The Avengers is an extremely ambitious movie. We've seen disastrous results in past comic book movies when too many characters vie for time on the screen. Stories can become too convoluted when the plot of the film has to weave together the histories and motivations of all the characters. Looking at The Avengers, we have six heroes on the team along with three main characters that are essential to S.H.I.E.L.D. Nine characters plus the villain, all vying for time on screen.
The great thing is, Joss Whedon makes it all work.== TEASER ==
As a comic book reader, I've learned to leave my high expectations at the door. I know the movies cannot be exactly the same as the comics. It's understandable that some elements can't be transferred and portrayed in live action. The fact that the average moviegoer isn't fully aware or may not fully care about the decades of history is something else that causes bits of compromise. Yet while watching this movie, I did feel as if it were made for me.

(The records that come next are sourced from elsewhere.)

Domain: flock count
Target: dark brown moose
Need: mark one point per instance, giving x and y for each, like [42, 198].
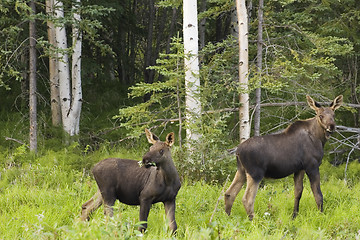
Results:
[155, 181]
[299, 149]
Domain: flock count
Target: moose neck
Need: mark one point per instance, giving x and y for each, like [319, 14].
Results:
[317, 130]
[168, 171]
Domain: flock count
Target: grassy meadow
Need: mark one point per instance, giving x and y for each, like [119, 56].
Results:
[41, 198]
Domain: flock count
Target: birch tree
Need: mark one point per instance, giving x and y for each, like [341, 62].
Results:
[69, 89]
[192, 80]
[32, 80]
[243, 70]
[53, 71]
[259, 68]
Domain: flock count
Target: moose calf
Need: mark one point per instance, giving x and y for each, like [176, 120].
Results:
[297, 150]
[123, 179]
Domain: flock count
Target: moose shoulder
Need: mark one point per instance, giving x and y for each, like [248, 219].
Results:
[123, 179]
[297, 150]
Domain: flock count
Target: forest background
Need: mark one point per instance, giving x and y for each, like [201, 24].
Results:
[133, 77]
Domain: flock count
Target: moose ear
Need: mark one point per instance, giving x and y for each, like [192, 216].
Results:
[313, 104]
[152, 138]
[170, 139]
[336, 103]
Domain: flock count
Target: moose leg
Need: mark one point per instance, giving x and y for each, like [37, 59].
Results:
[235, 187]
[90, 206]
[250, 194]
[298, 185]
[109, 201]
[170, 214]
[145, 206]
[314, 177]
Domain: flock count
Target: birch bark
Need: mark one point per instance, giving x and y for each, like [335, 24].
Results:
[243, 70]
[70, 89]
[32, 81]
[192, 80]
[76, 102]
[53, 73]
[259, 68]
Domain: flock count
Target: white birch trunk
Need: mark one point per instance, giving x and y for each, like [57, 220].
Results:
[192, 80]
[243, 70]
[76, 102]
[63, 69]
[32, 82]
[70, 89]
[53, 68]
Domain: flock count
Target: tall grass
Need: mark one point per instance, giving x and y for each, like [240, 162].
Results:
[41, 198]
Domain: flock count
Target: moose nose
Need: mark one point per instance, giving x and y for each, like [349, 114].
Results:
[331, 128]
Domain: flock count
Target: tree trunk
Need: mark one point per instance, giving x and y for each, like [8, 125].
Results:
[63, 69]
[70, 91]
[32, 81]
[202, 26]
[243, 70]
[234, 26]
[149, 47]
[259, 68]
[53, 73]
[192, 80]
[76, 93]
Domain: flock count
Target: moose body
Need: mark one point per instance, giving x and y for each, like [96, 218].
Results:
[299, 149]
[132, 184]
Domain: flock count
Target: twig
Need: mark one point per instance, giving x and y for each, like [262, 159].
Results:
[15, 140]
[220, 197]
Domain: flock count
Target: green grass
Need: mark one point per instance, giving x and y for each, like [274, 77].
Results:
[42, 198]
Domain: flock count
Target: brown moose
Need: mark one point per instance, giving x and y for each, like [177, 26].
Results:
[123, 179]
[297, 150]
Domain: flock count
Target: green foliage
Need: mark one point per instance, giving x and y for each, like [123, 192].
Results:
[165, 94]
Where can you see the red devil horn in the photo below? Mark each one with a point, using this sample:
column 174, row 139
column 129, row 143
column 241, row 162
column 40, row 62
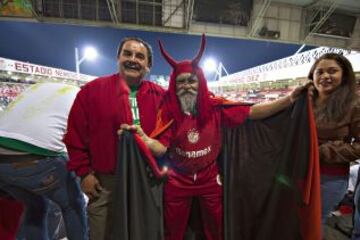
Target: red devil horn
column 169, row 59
column 196, row 60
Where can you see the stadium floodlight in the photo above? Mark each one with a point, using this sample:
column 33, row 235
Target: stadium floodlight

One of the brilliant moves on Marvel Studios part was to have movies such as Iron Man, Thor, Captain America: The First Avenger and even The Incredible Hulk serve as preludes to The Avengers. The basic set up is already there. We've seen Sam Jackson's Nick Fury or Clark Gregg's Agent Coulson invite the others into the "Avengers Initiative" so the basic idea of the team already exists. That doesn't mean we're going to see the team sitting around the Avengers Mansion waiting for a large catastrophe to hit the world.
The movie explodes with action before the credits even hit the screen. The idea of the Avengers may exist but it was never fully realized. Obviously there will be a need for the team to join together and we do still get to see that process. To have all the heroes suddenly together, hold hands and face the bad guys would be too much. Comic fans will rejoice in seeing the conflict, apprehension and suspicion when the heroes are together. The concept of costumed heroes isn't part of this world. We need to be convinced that these individuals can join and operate together as a team.
With that being said, we get to see a lot of fighting. In a surprising and completely comic book nature, we get to see hero fight hero. This is something we've seen countless times in comics. It may be an old gimmick but when executed properly, it can be enough to make you want to rise out of your seat and cheer. Comic book readers often find themselves part of a conversation over who would win if two characters were pitted against each other. With all these larger than life characters finally coming together on the big screen, it would be a disservice not to fulfill the fanboy fantasy of seeing which character is tougher or more skilled.
There are many layers to this movie. It's not just about the gathering of the team or seeing them fight each other. There are multiple acts to the story. Having the movie set at nearly two and a half hours allows the film to tell everything it needs to. At no point does the movie feel like it's dragging. Each character is given more than enough time on screen to convey who they are and why they are there. The story seamlessly allows for a good exploration into who everyone is. Seeing all the familiar characters from the other movies is refreshing and seeing them here together makes you want to see even more. Once again, Whedon needs to be given the credit to making each character feel important while not making the pacing stumble or slow down.
With such a big cast and a grandiose platform to utilize them, action is crucial. There have been many scenes released in trailers and TV spots. An action film can't rely on a series of big effects taking place one after the other. Thankfully we don't get that here. There is rhyme and reason to how everything plays out. When the big battle scene occurs, it is all coordinated brilliantly. You get a grand scope of how large the arena is for all the action and the movie manages to jump around with ease, perfectly showcasing each character in their part of the battle.
With so many characters and a need for heavy action, it's easy to assume all we'll get is a series of big glossy action scenes. That is not the case. Aside from the opening act, the gathering of the team and the set up for the villains' plan, we do get to find out more about each character. They are all pretty much familiar from the previous movies but we get to see even more of them here. They are each allowed the chance to grow and evolve. You wouldn't think it'd be possible when the movie has so much it needs to deliver.
This movie is a comic book fan's dream come true. With the established nature from the previous films, we have the core of the characters' origins already set in motion. The characters do get a chance to grow and each plays a crucial role in the overall story. Even those with less flashy powers are seen to have an important role. Non-comic book readers should be able to jump in and embrace the story as well. Everyone will know who all the players are and we are still given any additional information needed if any of the previous movies hasn't been seen. It was an ambitious movie with a big set up. The great thing about it is, it delivered.